Deploy A Walking Skeleton First
In order to reduce risks on projects like the above you need to figure out all the unknowns as early as possible. The best way to do this is to have a real end-to-end test with no stubs against a system that’s deployed in production. Enter the Walking Skeleton: a “tiny implementation of the system that performs a small end-to-end function. It need not use the final architecture, but it should link together the main architectural components. The architecture and the functionality can then evolve in parallel.” - Alistair Cockburn. It is discussed extensively in the excellent GOOS book.
If the system needs to talk to one or more datastores then the walking skeleton should perform a simple query against each of them, as well as simple requests against any external or internal service. If it needs to output something to the screen, insert an item to a queue or create a file, you need to exercise these in the simplest possible way. As part of building it you should write your deployment and build scripts, setup the project, including its tests, and make sure all the automations are in place — such as CI integration, monitoring and exception handling. The focus is the infrastructure, not the features. Only after you have your walking skeleton should you write your first acceptance test and begin the TDD cycle.
This is only the skeleton of the application, but the parts are connected and the skeleton does walk in the sense that it exercises all the system’s parts as you currently understand them. Because of this partial understanding, you must make the walking skeleton minimal. But it’s not a prototype and not a proof of concept — it’s production code, so you should definitely write tests as you work on it. These tests will assert things like “accepts a request”, “pushes some content to S3”, or “pushes an empty message to the queue”.
 A similar concept called “Tracer Bullets” was introduced in The Pragmatic Programmer.
Start with the Riskiest Task
According to Hofstadter’s Law, “It always takes longer than you expect, even when you take into account Hofstadter’s Law”. Amazingly, the law is always spot on. It makes sense then to work on the riskiest parts of the project first, which are usually the parts which have dependencies: on third party services, on in house services, on other groups in the organization you belong to.

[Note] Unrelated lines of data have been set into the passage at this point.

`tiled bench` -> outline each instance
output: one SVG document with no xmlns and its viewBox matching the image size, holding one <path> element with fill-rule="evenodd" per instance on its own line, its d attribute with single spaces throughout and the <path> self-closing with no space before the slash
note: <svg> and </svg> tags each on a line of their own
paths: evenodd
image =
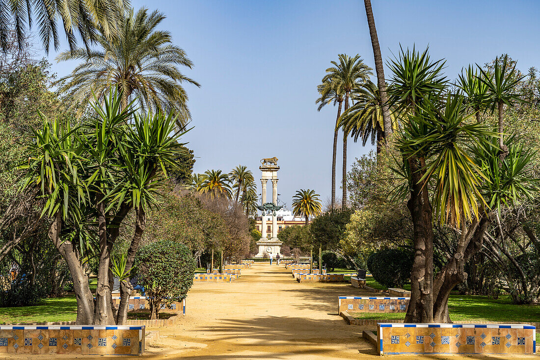
<svg viewBox="0 0 540 360">
<path fill-rule="evenodd" d="M 231 282 L 235 280 L 235 276 L 231 274 L 195 274 L 193 282 Z"/>
<path fill-rule="evenodd" d="M 406 313 L 410 297 L 338 296 L 338 313 Z"/>
<path fill-rule="evenodd" d="M 113 297 L 112 304 L 116 308 L 118 308 L 118 305 L 120 305 L 120 297 L 116 296 Z M 149 307 L 150 305 L 148 304 L 148 301 L 146 300 L 146 298 L 145 296 L 131 296 L 130 297 L 130 300 L 127 302 L 128 311 L 134 311 L 138 310 L 150 309 Z M 163 310 L 172 310 L 176 313 L 181 311 L 184 312 L 184 315 L 185 315 L 185 300 L 179 302 L 175 301 L 171 304 L 170 306 L 161 307 L 161 309 Z"/>
<path fill-rule="evenodd" d="M 313 272 L 312 274 L 319 274 L 319 269 L 313 269 Z M 322 269 L 322 273 L 326 274 L 326 269 Z M 296 277 L 296 275 L 302 275 L 302 274 L 309 274 L 309 269 L 293 269 L 292 270 L 293 277 Z"/>
<path fill-rule="evenodd" d="M 0 353 L 140 355 L 145 327 L 0 326 Z"/>
<path fill-rule="evenodd" d="M 309 264 L 285 264 L 286 269 L 309 269 Z"/>
<path fill-rule="evenodd" d="M 536 351 L 536 327 L 509 324 L 377 324 L 379 351 L 405 354 L 520 354 Z"/>
<path fill-rule="evenodd" d="M 410 297 L 410 291 L 399 288 L 389 288 L 388 295 L 390 296 Z"/>
<path fill-rule="evenodd" d="M 296 276 L 298 282 L 343 282 L 345 277 L 342 274 L 307 274 Z"/>
<path fill-rule="evenodd" d="M 230 265 L 225 265 L 223 267 L 224 269 L 251 269 L 251 264 L 231 264 Z"/>
<path fill-rule="evenodd" d="M 363 289 L 366 286 L 366 280 L 359 280 L 355 276 L 350 277 L 350 284 L 353 288 Z"/>
</svg>

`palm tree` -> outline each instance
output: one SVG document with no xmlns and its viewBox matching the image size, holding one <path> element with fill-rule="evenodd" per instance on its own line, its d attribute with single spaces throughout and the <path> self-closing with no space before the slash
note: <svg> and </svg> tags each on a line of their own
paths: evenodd
<svg viewBox="0 0 540 360">
<path fill-rule="evenodd" d="M 143 8 L 134 14 L 131 9 L 122 19 L 118 39 L 109 41 L 101 32 L 96 41 L 102 49 L 77 49 L 58 55 L 59 62 L 82 60 L 58 81 L 67 100 L 82 105 L 84 111 L 94 94 L 100 99 L 110 87 L 115 87 L 122 94 L 123 106 L 136 100 L 143 111 L 172 112 L 178 116 L 178 126 L 184 127 L 191 114 L 181 84 L 200 85 L 178 69 L 193 66 L 184 51 L 173 45 L 168 31 L 156 29 L 165 18 L 157 10 L 148 15 Z"/>
<path fill-rule="evenodd" d="M 345 110 L 349 108 L 349 98 L 353 89 L 363 84 L 370 75 L 373 75 L 372 68 L 364 64 L 360 56 L 356 54 L 351 57 L 345 54 L 340 54 L 338 63 L 333 61 L 334 66 L 326 69 L 326 75 L 322 82 L 334 81 L 340 84 L 345 93 Z M 343 197 L 341 207 L 347 207 L 347 138 L 348 134 L 343 134 L 343 180 L 342 188 Z"/>
<path fill-rule="evenodd" d="M 354 142 L 362 138 L 362 145 L 366 146 L 368 139 L 371 138 L 372 145 L 377 142 L 377 154 L 382 149 L 384 137 L 384 119 L 382 116 L 382 100 L 380 92 L 370 80 L 353 90 L 353 105 L 339 119 L 338 125 L 346 132 L 350 134 Z M 392 123 L 395 126 L 395 118 L 390 113 Z"/>
<path fill-rule="evenodd" d="M 51 40 L 55 50 L 60 46 L 57 23 L 59 18 L 62 21 L 71 50 L 77 47 L 76 32 L 78 32 L 87 48 L 90 43 L 96 39 L 97 29 L 102 29 L 105 38 L 112 40 L 117 36 L 121 14 L 129 3 L 129 0 L 1 1 L 0 47 L 3 51 L 7 49 L 12 31 L 16 35 L 19 46 L 22 46 L 26 33 L 32 30 L 35 19 L 37 19 L 39 37 L 47 53 Z"/>
<path fill-rule="evenodd" d="M 478 71 L 474 71 L 470 65 L 464 73 L 462 69 L 456 85 L 467 95 L 467 104 L 474 111 L 476 122 L 480 123 L 480 111 L 485 106 L 488 88 L 478 77 Z"/>
<path fill-rule="evenodd" d="M 248 185 L 253 182 L 253 174 L 247 169 L 247 166 L 238 165 L 229 173 L 229 179 L 232 182 L 232 188 L 234 189 L 234 202 L 238 203 L 240 192 L 245 192 Z"/>
<path fill-rule="evenodd" d="M 296 216 L 306 218 L 306 226 L 309 223 L 309 216 L 321 214 L 322 206 L 319 194 L 314 190 L 300 189 L 293 196 L 293 212 Z"/>
<path fill-rule="evenodd" d="M 231 198 L 231 180 L 227 174 L 222 174 L 221 170 L 207 170 L 201 177 L 199 192 L 210 195 L 212 198 L 225 196 Z"/>
<path fill-rule="evenodd" d="M 503 115 L 504 113 L 504 105 L 511 107 L 518 101 L 522 101 L 519 94 L 516 92 L 516 89 L 525 76 L 521 76 L 516 70 L 516 63 L 512 66 L 509 61 L 509 56 L 505 55 L 501 58 L 495 58 L 495 64 L 492 73 L 488 73 L 478 64 L 481 76 L 480 81 L 487 87 L 488 96 L 487 105 L 494 112 L 497 109 L 499 130 L 499 148 L 501 149 L 500 156 L 502 160 L 508 154 L 508 147 L 504 144 L 504 121 Z M 501 164 L 502 164 L 501 162 Z"/>
<path fill-rule="evenodd" d="M 336 125 L 334 130 L 334 147 L 332 151 L 332 191 L 330 207 L 335 208 L 336 203 L 336 157 L 338 153 L 338 134 L 339 128 L 338 123 L 341 115 L 341 106 L 344 100 L 345 91 L 339 81 L 327 80 L 317 86 L 317 90 L 321 96 L 317 99 L 316 104 L 319 104 L 318 111 L 320 111 L 323 107 L 330 103 L 334 106 L 338 104 L 338 116 L 336 118 Z"/>
<path fill-rule="evenodd" d="M 373 10 L 371 7 L 371 1 L 364 0 L 364 6 L 366 8 L 366 15 L 368 18 L 368 26 L 369 28 L 369 35 L 371 36 L 372 46 L 373 47 L 375 70 L 377 73 L 377 85 L 380 89 L 380 96 L 381 103 L 382 104 L 382 122 L 384 124 L 383 127 L 387 129 L 384 132 L 384 137 L 388 141 L 392 134 L 393 120 L 390 118 L 390 107 L 388 105 L 388 96 L 386 92 L 386 82 L 384 79 L 382 56 L 381 55 L 381 47 L 379 44 L 377 29 L 375 26 L 375 19 L 373 17 Z"/>
</svg>

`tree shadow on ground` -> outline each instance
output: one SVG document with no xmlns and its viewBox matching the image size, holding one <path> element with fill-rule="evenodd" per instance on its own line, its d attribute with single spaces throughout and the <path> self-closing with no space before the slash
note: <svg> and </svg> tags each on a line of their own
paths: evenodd
<svg viewBox="0 0 540 360">
<path fill-rule="evenodd" d="M 357 353 L 361 350 L 362 353 L 376 355 L 374 347 L 362 337 L 361 331 L 332 321 L 260 316 L 251 319 L 225 319 L 222 324 L 194 330 L 212 334 L 210 337 L 212 340 L 207 343 L 206 352 L 212 355 L 183 356 L 183 359 L 287 359 L 293 355 L 302 355 L 305 357 L 302 358 L 309 358 L 310 356 L 323 354 L 337 357 L 343 351 L 341 345 L 343 344 Z M 244 341 L 239 342 L 239 339 Z M 237 354 L 227 354 L 229 346 L 234 348 Z M 239 356 L 239 351 L 256 354 Z"/>
</svg>

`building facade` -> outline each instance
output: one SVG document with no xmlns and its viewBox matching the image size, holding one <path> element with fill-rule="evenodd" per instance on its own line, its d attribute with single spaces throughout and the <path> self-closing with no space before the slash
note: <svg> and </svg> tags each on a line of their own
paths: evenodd
<svg viewBox="0 0 540 360">
<path fill-rule="evenodd" d="M 266 233 L 268 234 L 272 233 L 272 214 L 265 215 L 266 220 Z M 282 230 L 289 226 L 294 226 L 294 225 L 303 226 L 306 225 L 306 220 L 303 218 L 295 216 L 293 214 L 293 212 L 288 210 L 286 207 L 284 207 L 283 209 L 276 211 L 276 217 L 278 218 L 276 226 L 278 227 L 278 234 Z M 261 224 L 262 222 L 262 217 L 258 216 L 255 218 L 255 228 L 262 233 L 262 229 L 261 227 Z M 310 220 L 309 222 L 311 222 Z"/>
</svg>

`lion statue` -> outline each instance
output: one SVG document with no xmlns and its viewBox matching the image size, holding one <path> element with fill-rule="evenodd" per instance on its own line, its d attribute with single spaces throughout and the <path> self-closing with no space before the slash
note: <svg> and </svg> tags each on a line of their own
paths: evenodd
<svg viewBox="0 0 540 360">
<path fill-rule="evenodd" d="M 261 164 L 263 165 L 278 165 L 278 158 L 275 157 L 273 158 L 270 158 L 269 159 L 263 159 L 261 160 Z"/>
</svg>

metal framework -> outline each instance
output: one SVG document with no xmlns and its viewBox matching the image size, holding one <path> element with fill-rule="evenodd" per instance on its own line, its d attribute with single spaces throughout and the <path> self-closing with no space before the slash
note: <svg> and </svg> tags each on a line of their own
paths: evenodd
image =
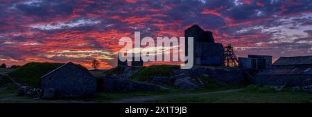
<svg viewBox="0 0 312 117">
<path fill-rule="evenodd" d="M 231 46 L 231 44 L 229 44 L 227 47 L 225 47 L 225 63 L 226 66 L 238 66 L 239 60 L 235 55 L 235 53 L 233 50 L 233 47 Z"/>
</svg>

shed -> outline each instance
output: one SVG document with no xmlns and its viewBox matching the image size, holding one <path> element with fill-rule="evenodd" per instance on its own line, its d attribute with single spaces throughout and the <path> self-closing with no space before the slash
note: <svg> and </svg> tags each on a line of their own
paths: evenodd
<svg viewBox="0 0 312 117">
<path fill-rule="evenodd" d="M 257 74 L 257 84 L 304 86 L 312 85 L 312 56 L 280 57 Z"/>
<path fill-rule="evenodd" d="M 54 89 L 55 97 L 95 98 L 96 79 L 87 70 L 69 62 L 40 78 L 41 89 Z"/>
</svg>

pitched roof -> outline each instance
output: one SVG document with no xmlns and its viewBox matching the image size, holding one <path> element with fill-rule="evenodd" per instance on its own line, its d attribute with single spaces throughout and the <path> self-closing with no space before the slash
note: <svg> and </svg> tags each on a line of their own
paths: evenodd
<svg viewBox="0 0 312 117">
<path fill-rule="evenodd" d="M 272 65 L 312 65 L 312 56 L 280 57 Z"/>
<path fill-rule="evenodd" d="M 75 65 L 76 67 L 78 67 L 78 69 L 80 69 L 80 70 L 82 70 L 82 71 L 85 72 L 85 73 L 87 73 L 87 74 L 89 74 L 89 75 L 93 76 L 92 74 L 91 74 L 91 73 L 89 73 L 89 72 L 87 72 L 87 71 L 86 71 L 86 70 L 83 70 L 83 69 L 80 68 L 79 66 L 77 66 L 76 64 L 74 64 L 74 63 L 73 63 L 71 61 L 70 61 L 70 62 L 69 62 L 69 63 L 65 63 L 65 64 L 64 64 L 64 65 L 60 66 L 59 67 L 58 67 L 58 68 L 56 68 L 56 69 L 52 70 L 51 72 L 49 72 L 48 74 L 46 74 L 45 75 L 42 76 L 40 78 L 40 79 L 44 78 L 45 76 L 49 75 L 50 74 L 52 74 L 53 72 L 55 72 L 55 71 L 60 70 L 60 68 L 63 67 L 64 66 L 66 66 L 66 65 L 70 65 L 70 64 L 71 64 L 71 65 Z M 94 77 L 94 76 L 93 76 L 93 77 Z"/>
<path fill-rule="evenodd" d="M 264 70 L 257 75 L 312 75 L 312 65 L 273 66 Z"/>
</svg>

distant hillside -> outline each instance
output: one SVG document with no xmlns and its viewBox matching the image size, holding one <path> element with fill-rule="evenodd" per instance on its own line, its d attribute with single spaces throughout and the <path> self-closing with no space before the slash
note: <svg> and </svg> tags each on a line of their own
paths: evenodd
<svg viewBox="0 0 312 117">
<path fill-rule="evenodd" d="M 33 87 L 40 87 L 40 78 L 44 74 L 59 67 L 64 63 L 29 63 L 8 73 L 17 83 Z M 85 67 L 80 68 L 87 71 Z"/>
</svg>

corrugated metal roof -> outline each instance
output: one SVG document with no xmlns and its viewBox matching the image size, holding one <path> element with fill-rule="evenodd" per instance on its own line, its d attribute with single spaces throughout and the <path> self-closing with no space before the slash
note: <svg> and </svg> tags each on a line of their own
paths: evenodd
<svg viewBox="0 0 312 117">
<path fill-rule="evenodd" d="M 312 56 L 280 57 L 272 65 L 312 65 Z"/>
<path fill-rule="evenodd" d="M 312 75 L 312 65 L 273 66 L 257 75 Z"/>
</svg>

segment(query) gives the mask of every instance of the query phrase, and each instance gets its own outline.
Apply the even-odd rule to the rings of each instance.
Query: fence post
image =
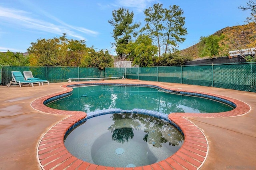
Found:
[[[138,79],[140,79],[140,67],[138,67]]]
[[[125,76],[125,79],[126,79],[126,68],[124,68],[124,76]]]
[[[182,83],[182,79],[183,79],[183,69],[182,67],[182,65],[181,65],[181,83]]]
[[[48,69],[47,66],[46,66],[46,80],[48,79]]]
[[[213,63],[212,63],[212,87],[213,87]]]
[[[158,81],[158,67],[157,67],[157,82]]]
[[[80,72],[79,71],[79,67],[78,66],[78,79],[80,78],[80,75],[79,75],[79,72]]]

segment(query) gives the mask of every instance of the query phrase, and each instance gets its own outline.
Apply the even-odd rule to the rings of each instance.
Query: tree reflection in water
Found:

It makes sense to get the ball rolling with these groups simply because you don’t know how long it will take and what problems should arise.
Don’t Cut Corners
It’s important to stress that until the walking skeleton is deployed to production (possibly behind a feature flag or just hidden from the outside world) you are not ready to write the first acceptance test. You want to exercise your deployment and build scripts and discover as many potential problems as you can as early as possible.
The Walking Skeleton is a way to validate the design and get early feedback so that it can be improved. You will be missing this feedback if you cut corners or take shortcuts.
Kickstart the TDD process
You can also think about it as a way to start the TDD process. It can be daunting or just too much work to build the infrastructure along with the first acceptance test. Furthermore, changes in one may require changes in the other (it’s the “first-feature paradox” from GOOS). This is why you first work on the infrastructure and only then move on to work on the first feature.
Obstacles and Tradeoffs
By front-loading all infrastructure work you’re postponing the delivery of the first feature. Some managers might feel uncomfortable when this happens, as they expect very rapid pace at the beginning of the project. You might feel some pressure to cut corners. However, their confidence should increase when you deliver the walking skeleton and they have a real, albeit minimal, system to play with. Most hard problems in software development are communication problems, and this is no exception. You should explain how the walking skeleton will reduce unexpected delays at the end of the project.
The walking skeleton may not save you from the recursiveness of Hofstadter’s Law but it may make the last few days of the project a little more sane.